Gli ultimi mesi, però, sono stati molto turbolenti per The Markup. A causa di alcune fratture interne che hanno addirittura portato al momentaneo licenziamento della stessa Angwin da parte degli altri co-fondatori alla fine dello scorso aprile, il progetto ha rischiato di essere compromesso. Con Angwin, infatti, ben cinque dei sette membri che componevano il team editoriale hanno deciso di abbandonare il progetto, in segno di solidarietà. Ben presto però, la confusione generale e i cambiamenti al vertice hanno decretato il momentaneo “silenzio stampa” del giornale e, solo dopo la partenza definitiva di Larson e Gardner a maggio e il ritorno di Julia Angwin come direttrice editoriale, la testata è ripartita, con il ritorno dei giornalisti che si erano licenziati e l’aggiunta di Nabiha Syed come Presidentessa ed Evelyn Larrubia come caporedattrice per le indagini investigative.

L’inizio delle pubblicazioni di The Markup dovrebbe cominciare a breve, mentre, solo pochi giorni fa, è uscito il primo numero della loro newsletter che ha iniziato la trattazione del tema della privacy e la sicurezza delle informazioni personali online.

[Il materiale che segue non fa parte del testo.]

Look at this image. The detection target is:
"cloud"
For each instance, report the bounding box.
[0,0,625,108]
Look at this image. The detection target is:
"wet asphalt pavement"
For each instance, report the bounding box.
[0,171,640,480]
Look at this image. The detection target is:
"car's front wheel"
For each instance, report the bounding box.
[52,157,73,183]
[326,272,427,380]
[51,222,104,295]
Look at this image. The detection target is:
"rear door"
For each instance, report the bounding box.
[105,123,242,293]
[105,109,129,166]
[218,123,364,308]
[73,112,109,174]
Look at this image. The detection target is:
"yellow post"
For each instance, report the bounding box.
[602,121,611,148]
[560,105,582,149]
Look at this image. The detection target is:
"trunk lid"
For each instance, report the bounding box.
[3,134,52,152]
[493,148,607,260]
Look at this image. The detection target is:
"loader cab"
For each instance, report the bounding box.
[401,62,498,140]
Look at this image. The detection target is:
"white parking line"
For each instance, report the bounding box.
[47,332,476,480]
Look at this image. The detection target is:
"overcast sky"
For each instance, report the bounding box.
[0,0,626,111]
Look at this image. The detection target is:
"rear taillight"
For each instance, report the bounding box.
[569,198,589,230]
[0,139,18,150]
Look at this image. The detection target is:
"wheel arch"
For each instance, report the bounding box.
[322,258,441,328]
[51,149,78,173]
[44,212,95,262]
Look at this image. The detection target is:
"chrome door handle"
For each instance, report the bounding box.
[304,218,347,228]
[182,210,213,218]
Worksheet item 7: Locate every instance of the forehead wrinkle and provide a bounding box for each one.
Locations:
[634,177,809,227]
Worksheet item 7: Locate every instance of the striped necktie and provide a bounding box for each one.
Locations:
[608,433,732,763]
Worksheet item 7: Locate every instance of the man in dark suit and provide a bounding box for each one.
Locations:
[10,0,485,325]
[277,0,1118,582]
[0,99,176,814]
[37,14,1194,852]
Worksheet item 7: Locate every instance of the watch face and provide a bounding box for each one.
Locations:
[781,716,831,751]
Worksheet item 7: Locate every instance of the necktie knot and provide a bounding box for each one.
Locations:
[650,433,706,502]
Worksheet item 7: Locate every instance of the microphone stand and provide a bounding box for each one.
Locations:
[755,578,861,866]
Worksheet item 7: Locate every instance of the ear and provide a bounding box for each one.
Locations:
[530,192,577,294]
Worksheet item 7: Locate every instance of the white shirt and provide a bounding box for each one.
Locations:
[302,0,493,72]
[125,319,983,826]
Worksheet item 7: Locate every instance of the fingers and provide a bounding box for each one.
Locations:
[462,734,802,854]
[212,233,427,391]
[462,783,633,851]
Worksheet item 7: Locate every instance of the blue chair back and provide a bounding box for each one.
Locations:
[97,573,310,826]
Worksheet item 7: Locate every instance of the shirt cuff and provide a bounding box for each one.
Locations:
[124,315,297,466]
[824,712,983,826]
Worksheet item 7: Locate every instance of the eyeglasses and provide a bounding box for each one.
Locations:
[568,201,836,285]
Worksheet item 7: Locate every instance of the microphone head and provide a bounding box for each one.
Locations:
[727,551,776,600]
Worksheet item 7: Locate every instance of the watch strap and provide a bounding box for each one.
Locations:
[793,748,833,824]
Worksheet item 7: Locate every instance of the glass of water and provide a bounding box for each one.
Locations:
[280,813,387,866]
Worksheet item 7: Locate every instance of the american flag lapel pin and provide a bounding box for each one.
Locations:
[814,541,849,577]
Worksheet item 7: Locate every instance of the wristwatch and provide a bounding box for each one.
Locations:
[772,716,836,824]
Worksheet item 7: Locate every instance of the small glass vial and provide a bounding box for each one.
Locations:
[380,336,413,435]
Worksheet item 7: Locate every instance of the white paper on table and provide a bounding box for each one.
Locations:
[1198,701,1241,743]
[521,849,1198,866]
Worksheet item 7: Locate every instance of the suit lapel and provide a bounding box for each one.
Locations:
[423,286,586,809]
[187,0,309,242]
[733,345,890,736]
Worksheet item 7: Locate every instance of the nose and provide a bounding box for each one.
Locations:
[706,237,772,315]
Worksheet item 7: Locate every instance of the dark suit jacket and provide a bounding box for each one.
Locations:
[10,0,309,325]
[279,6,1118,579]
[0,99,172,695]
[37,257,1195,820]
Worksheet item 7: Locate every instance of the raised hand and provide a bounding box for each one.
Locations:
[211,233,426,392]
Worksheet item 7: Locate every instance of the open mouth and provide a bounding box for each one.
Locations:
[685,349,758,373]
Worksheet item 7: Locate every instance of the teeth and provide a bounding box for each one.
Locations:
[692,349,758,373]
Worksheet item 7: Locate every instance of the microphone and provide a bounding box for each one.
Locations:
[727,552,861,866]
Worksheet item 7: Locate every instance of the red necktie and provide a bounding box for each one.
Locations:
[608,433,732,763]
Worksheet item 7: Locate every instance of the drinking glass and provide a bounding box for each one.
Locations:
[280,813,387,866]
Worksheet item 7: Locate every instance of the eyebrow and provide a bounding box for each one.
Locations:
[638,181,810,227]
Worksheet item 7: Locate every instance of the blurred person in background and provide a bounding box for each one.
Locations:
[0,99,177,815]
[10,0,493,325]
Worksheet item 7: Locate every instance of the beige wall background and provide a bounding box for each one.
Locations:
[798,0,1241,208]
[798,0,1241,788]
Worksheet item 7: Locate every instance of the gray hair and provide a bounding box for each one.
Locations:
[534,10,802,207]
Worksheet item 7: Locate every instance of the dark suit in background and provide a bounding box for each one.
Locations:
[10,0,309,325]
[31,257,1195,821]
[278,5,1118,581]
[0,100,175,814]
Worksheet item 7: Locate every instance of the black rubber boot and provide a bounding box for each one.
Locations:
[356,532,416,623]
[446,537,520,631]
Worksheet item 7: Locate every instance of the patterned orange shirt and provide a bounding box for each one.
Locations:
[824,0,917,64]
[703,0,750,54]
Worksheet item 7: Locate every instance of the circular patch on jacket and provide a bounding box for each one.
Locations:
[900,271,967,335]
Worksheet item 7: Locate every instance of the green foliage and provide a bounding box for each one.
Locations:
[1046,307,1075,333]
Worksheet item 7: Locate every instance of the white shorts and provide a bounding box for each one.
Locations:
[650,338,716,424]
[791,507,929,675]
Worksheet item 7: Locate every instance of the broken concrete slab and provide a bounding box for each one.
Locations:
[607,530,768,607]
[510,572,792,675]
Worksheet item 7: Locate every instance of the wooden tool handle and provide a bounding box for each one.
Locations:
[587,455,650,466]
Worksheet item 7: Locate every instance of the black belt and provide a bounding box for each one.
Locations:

Il team della startup, infatti, ha deciso di collaborare con Revue, un servizio web per la gestione di newsletter che permette di bloccare i sistemi di localizzazione e tracking nell’invio e nella recezione dei messaggi. “Vi promettiamo che il nostro sito non vi esporrà a monitoraggio da parte di terzi, trarrà meno informazioni possibili su di voi e non monetizzerà mai i dati raccolti”, riporta la lettera, parlando in seguito di #PrivacyTax, ovvero il prezzo che The Markup è disposta a pagare per garantire la completa protezione e trasparenza degli abbonati. Prima di trovare Revue, infatti, la testata si era rivolta a Mailchimp, un colosso nel mondo dell’e-mail marketing, che garantiva la possibilità di disattivare la localizzazione, ma solo dopo un periodo di prova non specificato e sotto condizioni poco chiare. Così, la testata ha deciso di cercare altrove: “Revue è più costosa di Mailchimp, ma questo è il prezzo per la privacy che siamo disposti a pagare”, ha scritto Angwin alla fine della newsletter.

La scelta di The Markup è esplicativa della filosofia della testata e del suo approccio al mondo digitale, dove la monetizzazione dei dati è al centro dell’economia di Internet. Gli algoritmi che permettono ciò, alla base dei quali ci sono grandi quantitativi di dati personali dei lettori, sono un nuovo e potente modo di esercitare potere nella società odierna. Il sociologo Frank Pasquale, nel libro The Black Box Society, diceva che “La conoscenza è potere. Spiare gli altri mentre ci si nasconde è una delle forme più potenti di potere”, ma l’intento di The Markup è proprio quello di usare la conoscenza dei dati a loro favore, rendendo consapevole l’opinione pubblica.